Anthropic does not provide embedding models. You need a separate embedding provider — Ollama (local/free) or OpenAI are recommended.
Prerequisites¶
- Anthropic API key — console.anthropic.com
- RAGWire installed:
pip install "ragwire[anthropic]" - Qdrant running:
docker run -d -p 6333:6333 qdrant/qdrant
1. Install Dependencies¶
# Anthropic for LLM + Ollama for embeddings (fully local embeddings, no cost)
pip install "ragwire[anthropic]" "ragwire[ollama]"
# Or with OpenAI for embeddings
pip install "ragwire[anthropic]" "ragwire[openai]"
pip install fastembed # For hybrid search
2. Set API Key¶
# Linux / macOS
export ANTHROPIC_API_KEY="sk-ant-..."
# Windows (PowerShell)
$env:ANTHROPIC_API_KEY="sk-ant-..."
Or add it to a .env file at the project root:
3. Configuration¶
Claude LLM + Ollama Embeddings (recommended — free embeddings)¶
embeddings:
provider: "ollama"
model: "nomic-embed-text"
base_url: "http://localhost:11434"
llm:
provider: "anthropic"
model: "claude-haiku-4-5-20251001" # Fastest, cheapest — ideal for extraction
# model: "claude-sonnet-4-6" # Best speed/intelligence balance
# model: "claude-opus-4-6" # Most intelligent
vectorstore:
url: "http://localhost:6333"
collection_name: "my_docs"
use_sparse: true
force_recreate: false
retriever:
search_type: "hybrid"
top_k: 5
auto_filter: false # set true to enable LLM-based filter extraction from every query
Claude LLM + OpenAI Embeddings¶
embeddings:
provider: "openai"
model: "text-embedding-3-small"
llm:
provider: "anthropic"
model: "claude-haiku-4-5-20251001" # 200K context, $1/$5 per MTok
vectorstore:
url: "http://localhost:6333"
collection_name: "my_docs"
use_sparse: true
force_recreate: false
retriever:
search_type: "hybrid"
top_k: 5
auto_filter: false # set true to enable LLM-based filter extraction from every query
4. Python Usage¶
from ragwire import RAGWire
rag = RAGWire("config.yaml")
# Ingest
stats = rag.ingest_documents(["data/Apple_10k_2025.pdf"])
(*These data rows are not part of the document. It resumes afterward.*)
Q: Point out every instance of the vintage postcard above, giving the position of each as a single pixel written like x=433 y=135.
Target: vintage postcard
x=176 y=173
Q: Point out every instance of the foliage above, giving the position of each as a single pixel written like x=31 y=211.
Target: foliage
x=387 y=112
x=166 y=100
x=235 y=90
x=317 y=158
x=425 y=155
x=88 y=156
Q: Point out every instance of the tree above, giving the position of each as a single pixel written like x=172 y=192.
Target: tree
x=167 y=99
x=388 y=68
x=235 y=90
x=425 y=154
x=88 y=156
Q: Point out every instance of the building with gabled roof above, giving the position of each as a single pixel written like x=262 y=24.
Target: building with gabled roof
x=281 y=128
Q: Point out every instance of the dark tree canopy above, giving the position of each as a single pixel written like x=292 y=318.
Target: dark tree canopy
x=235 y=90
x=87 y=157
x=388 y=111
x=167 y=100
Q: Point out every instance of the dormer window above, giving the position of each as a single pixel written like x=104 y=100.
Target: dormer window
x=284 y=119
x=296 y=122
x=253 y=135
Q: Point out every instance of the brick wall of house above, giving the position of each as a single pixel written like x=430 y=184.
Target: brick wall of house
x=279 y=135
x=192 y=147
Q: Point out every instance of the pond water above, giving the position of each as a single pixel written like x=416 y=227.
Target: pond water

print(f"Chunks created: {stats['chunks_created']}")
# Retrieve
results = rag.retrieve("What is Apple's total revenue?", top_k=5)
for doc in results:
print(doc.metadata.get("company_name"), doc.page_content[:200])
5. Run the Example¶
Available Models¶
| Model | Context | Price (in/out per MTok) | Notes |
|---|---|---|---|
claude-haiku-4-5-20251001 |
200K | $1 / $5 | Fastest, cheapest — recommended for extraction |
claude-sonnet-4-6 |
1M | $3 / $15 | Best speed/intelligence balance |
claude-opus-4-6 |
1M | $5 / $25 | Most intelligent |
Notes¶
- The API key can also be passed directly in config:
api_key: "sk-ant-..."— but environment variables are preferred. - Claude Haiku is the recommended model for metadata extraction — it is fast, cheap, and follows JSON instructions reliably.